相应的, 引理3.4 (ⅱ)成立.由Arezela-Ascoli定理和$f^{[n]}$直接可得引理3.4 (ⅲ).因此由引理3.4可知$\mathop {\lim \sup }\limits_{n \to \infty } {{\mathscr {C}}^{[n]}}$包括一个无界连通分支$\mathscr{C}$满足$(\infty, 0)\in \mathscr{C}$并且$(\frac{\lambda_{1}}{rf_{0}}, 0)\in \mathscr{C}$.

定理4.3    令(H1)-(H4) 和(H7) 成立.假设$r\in(0, +\infty)$.则问题(1.1) 至少有一个正解.

证    定义

${f^{[n]}}(s): = \left\{ {\begin{array}{*{20}{l}} {f(s),}&{s \in [ - \infty , - \frac{2}{n}] \cup [\frac{2}{n},\infty ],}\\ { - \left[ {f( - \frac{2}{n}) + \frac{1}{{{n^2}}}} \right](ns + 2) + f( - \frac{2}{n}),}&{s \in ( - \frac{2}{n}, - \frac{1}{n}),}\\ {\left[ {f(\frac{2}{n}) - \frac{1}{{{n^2}}}} \right](ns - 2) + f(\frac{2}{n}),}&{s \in (\frac{1}{n},\frac{2}{n}),}\\ {\frac{1}{n}s,}&{s \in \left[ { - \frac{1}{n},\frac{1}{n}} \right].} \end{array}} \right.$

考虑问题

$\left\{ \begin{array}{l} {x^{(n)}}(t) + \lambda ra(t){f^{[n]}}(x) = 0,0 ＜ t ＜ 1,\\ x(0) = \int_0^1 {x(t)d\alpha (t)} ,{\mkern 1mu} {\mkern 1mu} x'(0) = \cdots = {x^{(n - 2)}}(0) = 0,{\mkern 1mu} {\mkern 1mu} x(1) = \int_0^1 {x(t)d\beta (t)} . \end{array} \right.$

(4.6)

显然, 可得

$\mathop {\lim }\limits_{n \to + \infty } {f^{[n]}}(s) = f(s),{({f^{[n]}})_0} = \frac{1}{n},{({f^{[n]}})_\infty } = {f_\infty } = \infty .$

相似于定理4.2的证明方法, 由引理4.1可知, 问题(4.6) 存在从$(\frac{n\lambda_{1}}{r}, 0)$发出的一个解的无界连通分支$\mathscr{C}^{[n]}$, 满足$\mathscr{C}^{[n]}\subset([0, \infty)\times E)$, 并且$\mathscr{C}^{[n]}$在$[0, \infty)\times P$中连接$(\frac{n\lambda_{1}}{r}, 0)$到$(0, \infty)$.

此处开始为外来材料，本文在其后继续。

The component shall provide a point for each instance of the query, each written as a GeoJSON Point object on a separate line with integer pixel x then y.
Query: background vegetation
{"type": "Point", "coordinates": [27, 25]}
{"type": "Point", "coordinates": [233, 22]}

令$z_{n}=(\frac{n\lambda_{1}}{r}, 0)$且$z^{\ast}=(\infty, 0), $则$z_{n}\rightarrow z^{\ast}.$因此引理3.4 (ⅰ)满足且$z^{\ast}=(\infty, 0).$显然

$\begin{equation} r_{n}=\sup\left\{\lambda+\|x\||(\lambda, x)\in \mathscr{C}^{[n]}\right\}=\infty. \end{equation}$

相应的, 引理3.4 (ⅱ)成立.由Arezela-Ascoli定理和$f^{[n]}$直接可得引理3.4 (ⅲ).因此由引理3.4可知$\limsup\limits_{n\rightarrow\infty}\mathscr{C}^{[n]}$包括一个无界连通分支$\mathscr{C}$满足$(\infty, 0)\in \mathscr{C}$并且$(0, \infty)\in \mathscr{C}$.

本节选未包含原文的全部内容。